01 February 2010

Impact Starts with People.

When I was in DC this past weekend for the March for Life, my friend, Bernadette was teasing me about how much I love talking to strangers. Whether I hear them discussing philosophy on the metro and I join in, or I tell a girl passing how cute her coat is, or stop to offer a homeless man the extra sandwhiches I made... I don't always play by appropriate social boundaries. I did though realize that I am much more comfortable doing so when I know that I am in common company... sure I joined in a philosophy discussion, but it was with a group of people wearing Pro-Life shirts, I knew we were on the same 'team'. I may have told that girl how cute her coat was, but she was also walking with a group of nuns... I figured no one would respond harshly surrounded by nuns! And so on... so I decided that I really wanted to break out of my comfort zone by not playing by appropriate social boundaries with people who made me... well, uncomfortable!

Day One:
I took extra food to a men's homeless shelter that I often donate surplus food to. Usually I only speak to the couple of men who run the shelter... white, well-dressed, familiar and comfortable. I chat and laugh with them but have always avoided the men who actually stay at the shelter. I always claim, "It's for my safety! I'm just being smart!" But as I got to think about it... I am often so frustrated by the problems in our world and recognize that they come about because we fail to treat each other as persons, we never really see one another. So if I would just smile, make eye contact and some small talk... maybe I could have some impact. And so I did and I could tell that so many of the men really appreciated a smile, appreciated being seen not as a homeless person, but simply as a person. I hold on to that part of the experience, because there also was the man who thought that a friendly smile and donated food were a green light to speak disgusting things to me and grab me. It was a reminder that we all have a long way to go to really see each other as persons not objects, not problems... people.

Day Two:
I participated in the trash collecting and really was surprised at how little I gathered. Granted I didn't take it to the extremes and put in toilet paper and leftover food (Though... I really should have!) I definitely related to Erin's desire to generate more trash to maximize the impact, it just felt like so little! Although I suppose had we invited the whole campus to participate we would have been shocked to see how much trash is generated on one college campus, in one city, in one state, in one country... multiply that by the whole world and the amount of trash we alone generated could have had an impact.

Day Three:
I run around most days barely engaging in small talk because my life is soooo busy. But today I decided to stop and take time to talk with a couple of acquaintances. This definitely took me out of my comfort zone because I really only want to engage in deep conversation with people who I am more than mere acquaintances with. But this risk paid off, we got to talking about some of the problems we have on ODU's campus, specifically the lack of any type of true community.
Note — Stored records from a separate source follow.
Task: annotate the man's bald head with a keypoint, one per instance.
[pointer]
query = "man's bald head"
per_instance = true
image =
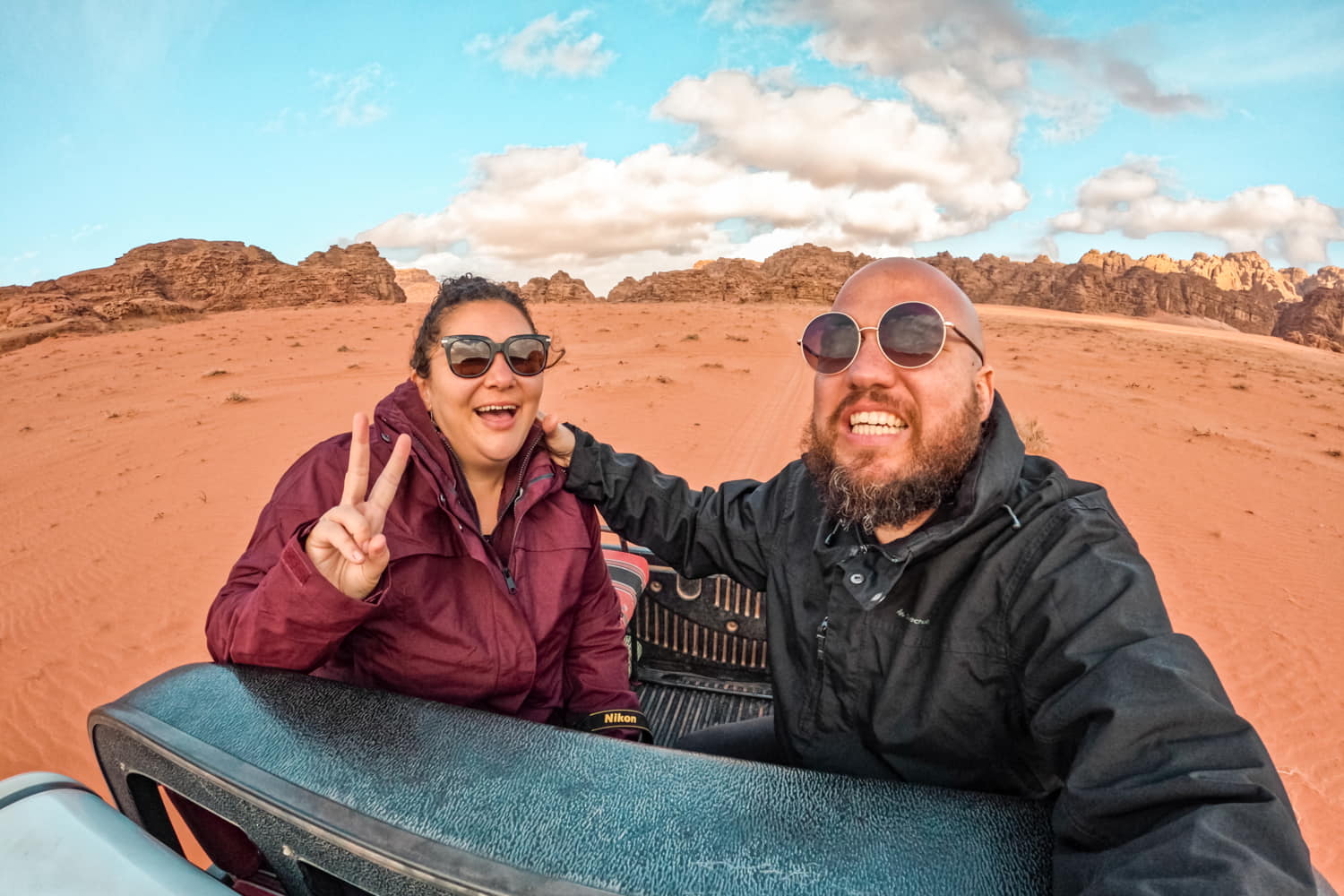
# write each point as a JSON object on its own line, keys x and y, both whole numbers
{"x": 909, "y": 280}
We discussed for almost two hours better ways to build community and a sense of identity at ODU. It was a fantastic discussion and I left inspired to continue building better relationships with people, even when my life seems just too busy. The idea that we continually impact one another every moment was driven home after this conversation!

Day Four:
Today I really decided to push appropriate social boundaries. I smiled and said hello to everyone. That is really hard... especially when you can tell people are in a bad mood or are uncomfortable and really want you to look away. But I kept catching people's eyes, smiling and saying a quick hello. I also tried to say whatever I was thinking (adhering to Thumper's adage of course... "If you can't say something nice... don't say nothing at all"!) so if I wanted to know what someone was listening to on their iPod I asked! If I had read the book they were holding, I talked about it. I complimented pretty much everyone wearing purple (it's my favorite color and so freaking pretty!) The hardest was when I was in line, once outside ODU's business office, once in Hamilton and once at the Post Office. People get really uncomfortable when you talk to them in line, probably because they can't get away! But I kept talking... I just really want people to start seeing other people... like really truly seeing them. And if that takes me talking to people I'm uncomfortable with and letting them see me as a person, that I might see them as a person... I'll keep doing it!

1 comment:

  1. I really enjoyed this alot. You are truly an amazing person. I enjoy personally your additions in class as well.I guess this shows how someone else can impact us without even knowing it, again. God Bless in all you do.